The relationship is already broken. He may be under the assumption his partner is trustworthy or has x-y-z values. They may be discussing plans, for the short, medium, and long term.
The op needs to confess, this is who she is, then they can either remain together or part.
Telling the other serves a primary function of being open and honest, he may well react favorably, but he may not. The guilt will not be extinguished by a confession.

Cheminaufaules · 21/09/2022 14:10

He's a customer and you do not know him that well?
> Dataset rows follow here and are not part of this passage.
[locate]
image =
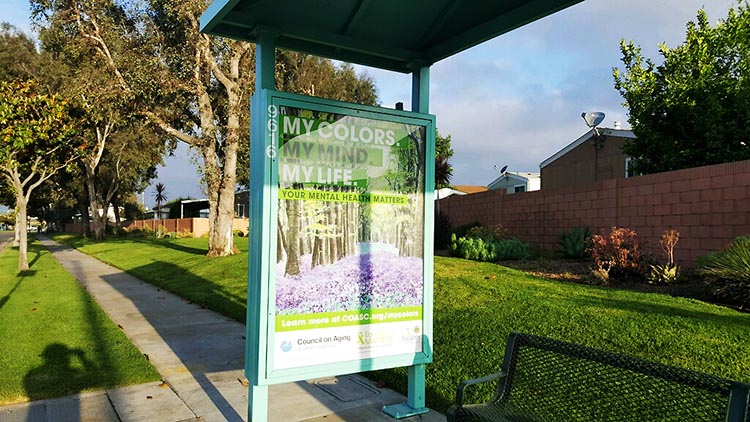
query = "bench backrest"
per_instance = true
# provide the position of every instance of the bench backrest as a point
(565, 381)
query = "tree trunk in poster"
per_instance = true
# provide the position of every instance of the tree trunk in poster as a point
(294, 214)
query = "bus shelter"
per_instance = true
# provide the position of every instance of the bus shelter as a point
(340, 273)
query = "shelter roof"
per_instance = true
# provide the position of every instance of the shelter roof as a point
(388, 34)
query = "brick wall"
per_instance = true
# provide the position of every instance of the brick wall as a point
(710, 206)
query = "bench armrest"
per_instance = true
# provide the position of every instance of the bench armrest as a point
(463, 384)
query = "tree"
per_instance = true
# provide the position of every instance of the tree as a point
(160, 196)
(18, 56)
(443, 172)
(694, 108)
(37, 139)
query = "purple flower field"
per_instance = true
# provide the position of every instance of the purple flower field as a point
(376, 280)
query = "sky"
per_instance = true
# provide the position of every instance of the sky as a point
(515, 100)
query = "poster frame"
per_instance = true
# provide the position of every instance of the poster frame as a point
(262, 246)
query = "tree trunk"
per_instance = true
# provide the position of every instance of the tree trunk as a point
(221, 240)
(17, 232)
(85, 221)
(94, 205)
(116, 209)
(21, 224)
(292, 253)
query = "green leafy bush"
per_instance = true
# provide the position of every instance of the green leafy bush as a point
(731, 268)
(482, 245)
(140, 232)
(668, 273)
(572, 244)
(664, 274)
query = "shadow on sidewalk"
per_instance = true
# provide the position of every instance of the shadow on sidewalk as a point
(194, 335)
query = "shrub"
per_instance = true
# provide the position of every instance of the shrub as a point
(572, 244)
(460, 231)
(731, 268)
(140, 232)
(617, 254)
(161, 232)
(184, 234)
(483, 246)
(670, 272)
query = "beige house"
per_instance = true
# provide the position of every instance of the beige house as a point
(596, 155)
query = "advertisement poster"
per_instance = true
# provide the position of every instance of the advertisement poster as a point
(349, 271)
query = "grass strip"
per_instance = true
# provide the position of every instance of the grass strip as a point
(55, 339)
(476, 306)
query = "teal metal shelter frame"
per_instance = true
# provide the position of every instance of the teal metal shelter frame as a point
(406, 37)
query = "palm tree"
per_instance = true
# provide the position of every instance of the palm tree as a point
(160, 196)
(443, 172)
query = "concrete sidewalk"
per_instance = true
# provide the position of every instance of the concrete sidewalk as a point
(199, 354)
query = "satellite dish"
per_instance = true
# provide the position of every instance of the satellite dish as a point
(502, 170)
(593, 119)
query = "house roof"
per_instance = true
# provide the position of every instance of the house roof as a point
(470, 189)
(621, 133)
(389, 34)
(522, 176)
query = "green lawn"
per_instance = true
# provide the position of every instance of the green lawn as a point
(55, 339)
(474, 312)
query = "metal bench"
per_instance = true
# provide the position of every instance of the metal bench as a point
(549, 380)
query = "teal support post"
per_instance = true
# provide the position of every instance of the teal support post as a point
(420, 90)
(415, 400)
(258, 259)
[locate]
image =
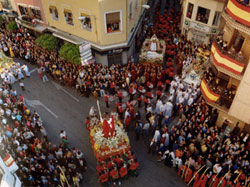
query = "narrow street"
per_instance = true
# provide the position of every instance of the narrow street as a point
(61, 108)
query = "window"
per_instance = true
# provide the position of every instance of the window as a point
(86, 21)
(202, 15)
(54, 13)
(68, 17)
(113, 22)
(131, 10)
(36, 13)
(23, 10)
(216, 18)
(190, 10)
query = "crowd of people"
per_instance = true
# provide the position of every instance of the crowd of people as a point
(197, 147)
(230, 51)
(219, 86)
(244, 2)
(203, 153)
(117, 168)
(24, 137)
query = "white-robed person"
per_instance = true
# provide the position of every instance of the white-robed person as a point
(26, 70)
(11, 78)
(169, 109)
(20, 74)
(158, 105)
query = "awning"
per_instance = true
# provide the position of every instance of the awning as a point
(208, 93)
(67, 37)
(52, 7)
(225, 61)
(67, 11)
(37, 28)
(239, 12)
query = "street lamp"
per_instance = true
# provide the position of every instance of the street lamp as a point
(82, 18)
(145, 6)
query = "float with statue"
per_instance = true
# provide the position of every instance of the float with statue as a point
(5, 62)
(194, 72)
(107, 136)
(153, 51)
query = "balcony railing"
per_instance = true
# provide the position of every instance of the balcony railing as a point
(232, 62)
(217, 94)
(27, 21)
(5, 5)
(239, 12)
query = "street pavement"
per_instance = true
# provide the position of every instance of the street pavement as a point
(62, 108)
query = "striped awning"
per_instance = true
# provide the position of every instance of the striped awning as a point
(239, 12)
(208, 93)
(225, 61)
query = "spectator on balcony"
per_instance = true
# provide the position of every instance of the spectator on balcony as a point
(240, 56)
(231, 50)
(225, 46)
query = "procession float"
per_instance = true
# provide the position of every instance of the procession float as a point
(153, 51)
(194, 73)
(5, 62)
(107, 136)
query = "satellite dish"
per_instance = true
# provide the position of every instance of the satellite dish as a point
(81, 18)
(146, 6)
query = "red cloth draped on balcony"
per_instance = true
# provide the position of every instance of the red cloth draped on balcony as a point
(208, 93)
(225, 61)
(239, 12)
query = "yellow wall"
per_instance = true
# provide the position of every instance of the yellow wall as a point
(240, 107)
(224, 116)
(112, 6)
(97, 10)
(89, 6)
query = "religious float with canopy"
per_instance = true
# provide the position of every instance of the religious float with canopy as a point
(107, 136)
(153, 51)
(5, 62)
(194, 72)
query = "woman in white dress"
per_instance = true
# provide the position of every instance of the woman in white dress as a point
(26, 70)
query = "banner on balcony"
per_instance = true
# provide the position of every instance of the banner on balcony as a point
(239, 12)
(226, 62)
(207, 93)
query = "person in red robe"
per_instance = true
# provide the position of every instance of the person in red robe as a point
(108, 128)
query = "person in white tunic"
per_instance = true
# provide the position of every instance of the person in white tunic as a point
(186, 97)
(190, 101)
(26, 70)
(12, 78)
(20, 74)
(157, 108)
(169, 108)
(171, 98)
(163, 108)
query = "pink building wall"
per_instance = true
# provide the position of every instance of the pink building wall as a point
(35, 3)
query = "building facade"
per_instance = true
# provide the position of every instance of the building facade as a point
(110, 27)
(8, 8)
(31, 15)
(201, 18)
(230, 56)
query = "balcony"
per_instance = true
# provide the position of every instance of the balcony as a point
(216, 91)
(230, 63)
(5, 5)
(26, 20)
(239, 12)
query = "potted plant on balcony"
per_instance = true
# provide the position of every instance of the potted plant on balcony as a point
(47, 41)
(70, 52)
(12, 26)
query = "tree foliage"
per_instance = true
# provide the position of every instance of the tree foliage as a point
(12, 26)
(47, 41)
(70, 52)
(1, 20)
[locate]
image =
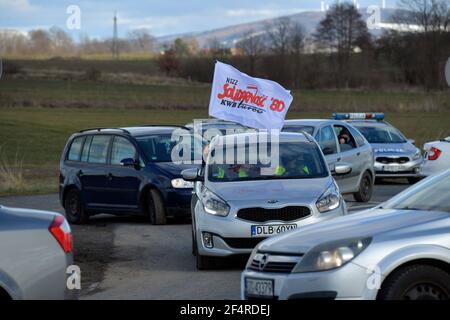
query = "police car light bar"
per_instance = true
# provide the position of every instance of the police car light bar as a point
(358, 116)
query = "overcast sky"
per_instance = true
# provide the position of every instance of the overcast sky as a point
(161, 17)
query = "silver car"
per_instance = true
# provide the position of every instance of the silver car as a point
(341, 142)
(398, 250)
(236, 205)
(395, 155)
(209, 128)
(35, 251)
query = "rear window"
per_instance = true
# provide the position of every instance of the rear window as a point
(98, 152)
(75, 149)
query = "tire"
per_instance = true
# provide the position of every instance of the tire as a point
(417, 282)
(74, 208)
(413, 180)
(365, 189)
(156, 208)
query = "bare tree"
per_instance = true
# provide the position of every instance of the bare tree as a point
(251, 46)
(341, 32)
(62, 43)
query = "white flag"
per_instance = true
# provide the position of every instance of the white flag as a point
(253, 102)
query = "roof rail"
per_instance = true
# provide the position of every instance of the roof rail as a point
(100, 129)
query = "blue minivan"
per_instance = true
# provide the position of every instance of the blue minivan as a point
(126, 171)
It would be interesting to the circumstances which led to you doing the deed, OP!

Hearthnhome · 21/09/2022 15:48

Sonygirl23 · 21/09/2022 10:36

It wasnt even an emotional affair! Just a few hi's and how are you's. I didnt explain to him about my life or past, I didnt open up myself emotionally at all. He barely knows me. In fact he did more talking than me

But you knew enough to swop telephone numbers? To know you wanted to shag eachother?

To arrange a time and place to meet for sex?

All out of a few times of Hi and how are you?

Sonygirl23 · 21/09/2022 16:05

So what are you all saying? That is was an affair? Despite the fact that there wasnt anything romantic/weren't even emotionally close and there is no chemistry at all and the deed just happened the one time?